Kurangnya urgensi yang dirasakan oleh negara-negara maju merupakan tema yang berulang. Para pembicara menekankan bahwa kegagalan dalam mengekang emisi gas rumah kaca secara memadai telah berkontribusi pada naiknya permukaan air laut, mengancam negara-negara kepulauan.
“Masalahnya adalah mereka yang tindakannya paling kita butuhkan mungkin terlalu yakin akan kelangsungan hidup mereka sehingga mereka tidak bertindak cukup dini untuk kita,” kata Perdana Menteri Barbados Mia Mottley.

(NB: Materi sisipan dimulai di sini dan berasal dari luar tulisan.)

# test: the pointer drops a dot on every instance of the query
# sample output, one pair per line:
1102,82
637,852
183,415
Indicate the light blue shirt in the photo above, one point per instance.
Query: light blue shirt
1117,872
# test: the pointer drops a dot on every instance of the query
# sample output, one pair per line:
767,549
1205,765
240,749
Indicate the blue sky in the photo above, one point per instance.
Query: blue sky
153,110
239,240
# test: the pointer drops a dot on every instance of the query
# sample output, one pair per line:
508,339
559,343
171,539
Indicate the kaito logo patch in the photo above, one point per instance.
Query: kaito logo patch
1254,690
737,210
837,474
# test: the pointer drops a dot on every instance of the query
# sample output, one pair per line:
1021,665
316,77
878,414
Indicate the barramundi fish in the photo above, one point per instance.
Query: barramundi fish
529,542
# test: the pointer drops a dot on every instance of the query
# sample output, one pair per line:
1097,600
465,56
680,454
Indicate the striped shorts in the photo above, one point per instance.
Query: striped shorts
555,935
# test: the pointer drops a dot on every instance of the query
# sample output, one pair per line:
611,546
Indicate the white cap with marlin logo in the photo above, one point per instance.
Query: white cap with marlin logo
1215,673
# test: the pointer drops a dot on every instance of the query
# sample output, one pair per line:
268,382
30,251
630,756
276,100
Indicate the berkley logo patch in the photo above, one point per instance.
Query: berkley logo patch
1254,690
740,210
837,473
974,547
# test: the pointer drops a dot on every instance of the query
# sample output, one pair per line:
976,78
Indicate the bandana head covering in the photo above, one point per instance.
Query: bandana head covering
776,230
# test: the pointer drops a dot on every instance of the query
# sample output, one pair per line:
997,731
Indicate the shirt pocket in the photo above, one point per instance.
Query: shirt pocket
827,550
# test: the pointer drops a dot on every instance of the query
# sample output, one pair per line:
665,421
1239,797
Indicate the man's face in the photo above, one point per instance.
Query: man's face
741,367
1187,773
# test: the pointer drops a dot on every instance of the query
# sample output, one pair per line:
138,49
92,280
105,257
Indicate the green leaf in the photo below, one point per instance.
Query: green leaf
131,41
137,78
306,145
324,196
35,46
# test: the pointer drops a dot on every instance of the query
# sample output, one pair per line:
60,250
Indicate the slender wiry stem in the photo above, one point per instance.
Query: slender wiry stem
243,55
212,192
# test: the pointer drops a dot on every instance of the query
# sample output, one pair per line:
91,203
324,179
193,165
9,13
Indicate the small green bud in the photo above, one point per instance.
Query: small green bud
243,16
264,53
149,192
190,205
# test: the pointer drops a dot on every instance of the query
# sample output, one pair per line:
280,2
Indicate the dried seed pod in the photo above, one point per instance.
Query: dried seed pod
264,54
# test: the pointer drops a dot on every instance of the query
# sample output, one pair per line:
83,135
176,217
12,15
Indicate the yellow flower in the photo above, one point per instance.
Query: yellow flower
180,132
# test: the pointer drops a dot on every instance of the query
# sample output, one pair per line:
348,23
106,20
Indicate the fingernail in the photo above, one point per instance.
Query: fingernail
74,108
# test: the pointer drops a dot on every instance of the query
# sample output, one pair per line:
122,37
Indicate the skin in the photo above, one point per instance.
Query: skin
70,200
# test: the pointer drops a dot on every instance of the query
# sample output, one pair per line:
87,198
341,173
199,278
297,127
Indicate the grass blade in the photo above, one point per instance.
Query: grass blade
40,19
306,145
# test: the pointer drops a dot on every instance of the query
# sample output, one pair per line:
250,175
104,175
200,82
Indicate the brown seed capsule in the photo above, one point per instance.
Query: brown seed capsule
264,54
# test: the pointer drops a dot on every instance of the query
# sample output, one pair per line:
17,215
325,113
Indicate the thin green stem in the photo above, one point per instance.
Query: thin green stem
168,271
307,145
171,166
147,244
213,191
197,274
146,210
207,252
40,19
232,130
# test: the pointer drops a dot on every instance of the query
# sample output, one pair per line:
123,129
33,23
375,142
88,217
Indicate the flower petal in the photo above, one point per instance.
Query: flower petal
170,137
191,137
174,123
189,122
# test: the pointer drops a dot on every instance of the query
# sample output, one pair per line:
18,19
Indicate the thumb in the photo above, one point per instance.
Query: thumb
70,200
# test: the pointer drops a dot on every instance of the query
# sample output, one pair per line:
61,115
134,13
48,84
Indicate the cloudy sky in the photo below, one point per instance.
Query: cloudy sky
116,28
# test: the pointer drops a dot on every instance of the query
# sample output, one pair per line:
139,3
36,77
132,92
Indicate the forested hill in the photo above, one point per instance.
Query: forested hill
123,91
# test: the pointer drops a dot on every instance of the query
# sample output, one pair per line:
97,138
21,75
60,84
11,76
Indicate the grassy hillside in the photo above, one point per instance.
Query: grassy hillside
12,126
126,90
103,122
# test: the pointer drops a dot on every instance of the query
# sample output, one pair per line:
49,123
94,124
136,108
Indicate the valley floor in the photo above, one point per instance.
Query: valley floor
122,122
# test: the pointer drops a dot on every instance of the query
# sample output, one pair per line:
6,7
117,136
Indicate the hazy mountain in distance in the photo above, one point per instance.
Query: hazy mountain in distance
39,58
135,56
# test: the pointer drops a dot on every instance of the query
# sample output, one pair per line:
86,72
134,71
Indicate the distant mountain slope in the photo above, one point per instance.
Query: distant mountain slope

Berdasarkan Perjanjian Paris tahun 2015 mengenai mitigasi perubahan iklim, negara-negara menargetkan untuk membatasi kenaikan suhu global hingga 1,5° Celcius, ambang batas yang menurut para ilmuwan akan mencegah dampak terburuk dari pemanasan global.
Untuk mencapai tujuan tersebut, para ilmuwan mengatakan dunia perlu mengurangi separuh emisi global pada 2030, dan mencapai net-zero pada 2050.
“Sayangnya, komunitas internasional belum melakukan upaya yang cukup untuk membawa kita pada jalur yang tepat untuk membatasi kenaikan suhu rata-rata global hingga 1,5° Celcius,” kata Wesley Simina, presiden Mikronesia. “Kita hanya perlu membaca berita untuk melihat bukti dampak buruk krisis iklim di seluruh dunia saat ini”.
Presiden Kepulauan Marshall David Kabua menyerukan pembentukan fasilitas pendanaan internasional untuk membantu negara-negara kepulauan kecil dan dataran rendah yang menghadapi bencana alam.
Kabua mengatakan negara-negara yang menghadiri KTT iklim COP28 PBB yang dimulai pada bulan November harus menyadari bahwa dunia gagal memenuhi Perjanjian Paris dan menyepakati peta jalan untuk memperbaiki arah, termasuk penghapusan bahan bakar fosil.
“Tantangan-tantangan ini mungkin tidak nyaman bagi negara-negara dengan perekonomian besar – namun saya yakin dampak iklim sudah ada di depan mata kita,” katanya.